Unfortunately, it appears no one knows how Santa Claus does his job. So Big Bird comes up with a crazy plan to wait on a rooftop to catch Santa in the act. But his disappearance worries everyone on Sesame Street, and soon they’re all out looking for him. Even Oscar joins in the effort. In a truly magical moment, Big Bird falls asleep and we hear Santa and his reindeer landing on the roof nearby. Then, as the camera zooms in on Big Bird’s face, we hear someone’s footsteps crunching in the snow, growing louder and louder until Big Bird finally opens his eyes and sees… nothing! No sleigh. No reindeer. And no Santa Claus. What does it mean that we heard those things, but we can’t see them? I think it’s meant to preserve the mystery of Santa Claus for children while also letting adults feel as giddy as children again for a few moments as we anticipate what Big Bird will see.

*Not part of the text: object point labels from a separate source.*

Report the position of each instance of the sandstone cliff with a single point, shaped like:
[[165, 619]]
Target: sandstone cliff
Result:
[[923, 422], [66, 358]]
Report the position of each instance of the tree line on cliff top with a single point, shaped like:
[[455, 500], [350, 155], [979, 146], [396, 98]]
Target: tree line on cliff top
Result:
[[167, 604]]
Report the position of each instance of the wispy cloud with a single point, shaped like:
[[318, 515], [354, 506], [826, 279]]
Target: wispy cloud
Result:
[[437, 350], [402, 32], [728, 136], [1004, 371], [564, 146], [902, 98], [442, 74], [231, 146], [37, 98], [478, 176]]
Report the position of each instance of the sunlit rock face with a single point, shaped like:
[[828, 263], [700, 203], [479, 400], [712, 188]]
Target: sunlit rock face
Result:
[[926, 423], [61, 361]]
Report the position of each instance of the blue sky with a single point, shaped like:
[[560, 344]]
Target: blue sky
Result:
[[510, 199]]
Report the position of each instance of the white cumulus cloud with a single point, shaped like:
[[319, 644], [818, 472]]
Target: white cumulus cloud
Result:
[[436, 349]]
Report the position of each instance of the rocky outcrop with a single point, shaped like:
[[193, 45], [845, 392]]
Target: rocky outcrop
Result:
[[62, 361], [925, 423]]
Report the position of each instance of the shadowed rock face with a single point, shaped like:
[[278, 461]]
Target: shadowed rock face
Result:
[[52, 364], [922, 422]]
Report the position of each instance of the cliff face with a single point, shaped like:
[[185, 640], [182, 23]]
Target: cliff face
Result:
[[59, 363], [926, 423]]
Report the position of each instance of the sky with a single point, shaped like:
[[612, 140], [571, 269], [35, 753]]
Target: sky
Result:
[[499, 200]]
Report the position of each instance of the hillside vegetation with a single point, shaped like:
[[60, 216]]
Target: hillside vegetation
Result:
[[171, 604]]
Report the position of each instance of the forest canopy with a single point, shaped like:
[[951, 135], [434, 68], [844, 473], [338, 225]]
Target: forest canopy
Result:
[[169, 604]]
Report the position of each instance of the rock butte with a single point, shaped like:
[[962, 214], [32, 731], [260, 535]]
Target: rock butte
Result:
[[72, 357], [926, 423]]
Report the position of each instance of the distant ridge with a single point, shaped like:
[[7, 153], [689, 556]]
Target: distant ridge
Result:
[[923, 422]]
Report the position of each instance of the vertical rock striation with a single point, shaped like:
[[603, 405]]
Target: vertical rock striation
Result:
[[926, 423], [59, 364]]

Big Bird realizes he’s freezing up there, so he comes back down to Gordon’s house to warm up. He’s dismayed to find that all the Christmas presents arrived without him seeing how it happened. But Gordon softly chastises him for such a silly complaint. He should be happy at the result, not the unseen mechanism that brought it about. The answer comes down to having faith. I love that! It shows that we don’t need all the answers right now. What difference does it make how Santa Claus delivers presents? My parents didn’t always have exactly the right answer to my questions, so I just had to accept some things on faith until I could figure out the answers for myself. I still take many things on faith, as everyone does. This doesn’t negate the need for hard work and patience to make good things happen. It just means that we shouldn’t be discouraged if we don’t see the big picture all at once.
We’re coming to the close of the review, so I’ll just reiterate some of my favorite moments for you to keep an eye out for as you watch this great movie:
- Big Bird ice skating with the little girl.
- Oscar swearing up a storm at Big Bird while a train goes by, thankfully drowning out everything he says.
- Bert bidding a teary farewell to his paperclip collection.
- Grover and Kermit interviewing children about how Santa Claus gets down the chimney.
- Cookie Monster trying to ask Santa Claus for cookies for Christmas, but he winds up eating his pencil, typewriter and phone in the process.
- Bert and Ernie singing a heartfelt rendition of Have Yourself a Merry Little Christmas.
Keep Christmas with You
Keep this Christmas movie with you all through the year. I promise it will brighten your day and leave you smiling. After all, how can you not smile while watching Sesame Street?
This is the Deja Reviewer, bidding you farewell until we meet again, and wishing you a heartfelt merry Christmas!